Through the years I have developed a longer vision. And now, in my 70s, it seems sharper than ever; I can see things through to their best endings, even before I can be any closer to them. This must be what I’ve heard called “the confidence of age.”
I don’t remember exactly who said it and what he or she meant by it, but it has left me with a useful and happy sense—a sort of calm that preempts anxiety and tempers fears of the future.
It must be this very confidence that has kept centenarian Helena Benitez going fearlessly, reading all the newspapers, as she has done all her life, to keep abreast of what’s happening in the country she once served as senator and more constantly as educator, and proclaiming in the end, “Everything will be resolved in God’s time.”
Indeed, I’ve seen things work themselves out for me, often better than I expected or even hoped, and oftener despite myself—despite what I did or didn’t do. Initially, they may not look to be going that way, but it seems the confidence of age, a power unto itself, steers them suitably.
Do I feel thus deprived of the excitement of surprises? Do I really need any of it at this age? In fact, my appreciation of life is enhanced, not unlike in the case of a child who enjoys a story more in the rereading, when all the anxiety of the first reading has been resolved and replaced with the foreseeability of the ending.
Fetching my first-grader from school, I see a few other grandmas of my exact type, exuding the happy anticipation of a hug from their own granddaughters, not thinking beyond the moment.
We seem out of place among the young, anxious mothers, who may have had to take timeout from work or chores to do a solemn duty, who from there may have yet to do their groceries or pass a school-supply shop, some themselves driving. I’m tempted to tell them that they’ll get through the day, that everything will turn out all right, that it is a stage of life to enjoy their children, that it is, in fact, the easier stage of raising children, and that time flies.

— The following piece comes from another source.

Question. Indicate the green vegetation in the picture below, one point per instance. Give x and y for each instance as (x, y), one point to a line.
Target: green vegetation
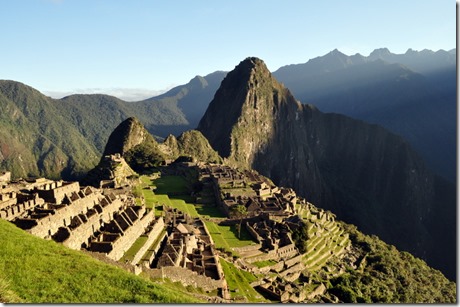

Me—I’m beyond the anxieties of youth, assured that my own children will be able to cope as I did, even if it’s not clear exactly how. I’m facing things new to me, but thankful I’m doing so at this age, when acceptance is the better option than anxiety.
A dear contemporary has been rushed to the hospital with pneumonia, and another friend, in her 80s, diagnosed with breast cancer, destroying the myth I clung to that the older you get the less the chances of your getting it; the father of my children himself has just undergone hip surgery after a fall.
But despite their condition, they’d probably feel worse for the mere boy, an 18-year-old college sophomore, who has died in a fraternity hazing, or the 40-year-old son of a friend’s friend who succumbed to his first heart attack.
Life is the battlefield on which we’re all fighting constantly. And it’s precisely in this context that the confidence of age serves as a gratifying perspective; for me it comes in the form of gratitude—gratitude for all these years I’ve lived in fair health.
At some point, necessarily, age progresses in inverse relation to health. Still, in that context, the confidence of age should prove itself a healthy perspective. It allows for a long vision, a vision that, in fact, lengthens further as one grows older. It’s a vision more retrospective than prospective: the former informs one of the life one knows, the latter affords one a mere guess at a life one does not know and therefore fears.
The confidence of age precisely allows for fearless vision, and this vision is fearless because it accommodates the future only a day at a time. Employing it for myself, I see a past well lived and a future with no cause for worry.
Indeed, with my faculties intact and lost hair considerably recovered, with excess weight shed and blood consistency normal, with modestly comfortable means, how can I complain? Even if things weren’t so fine, how could life, by such a narrow measure, be judged unfair?
The circumstances of one’s life may well have to do with what one has done with one’s time as well as one’s attitude in living it. And one’s own appreciation of all that is what, I think, makes for the confidence of age.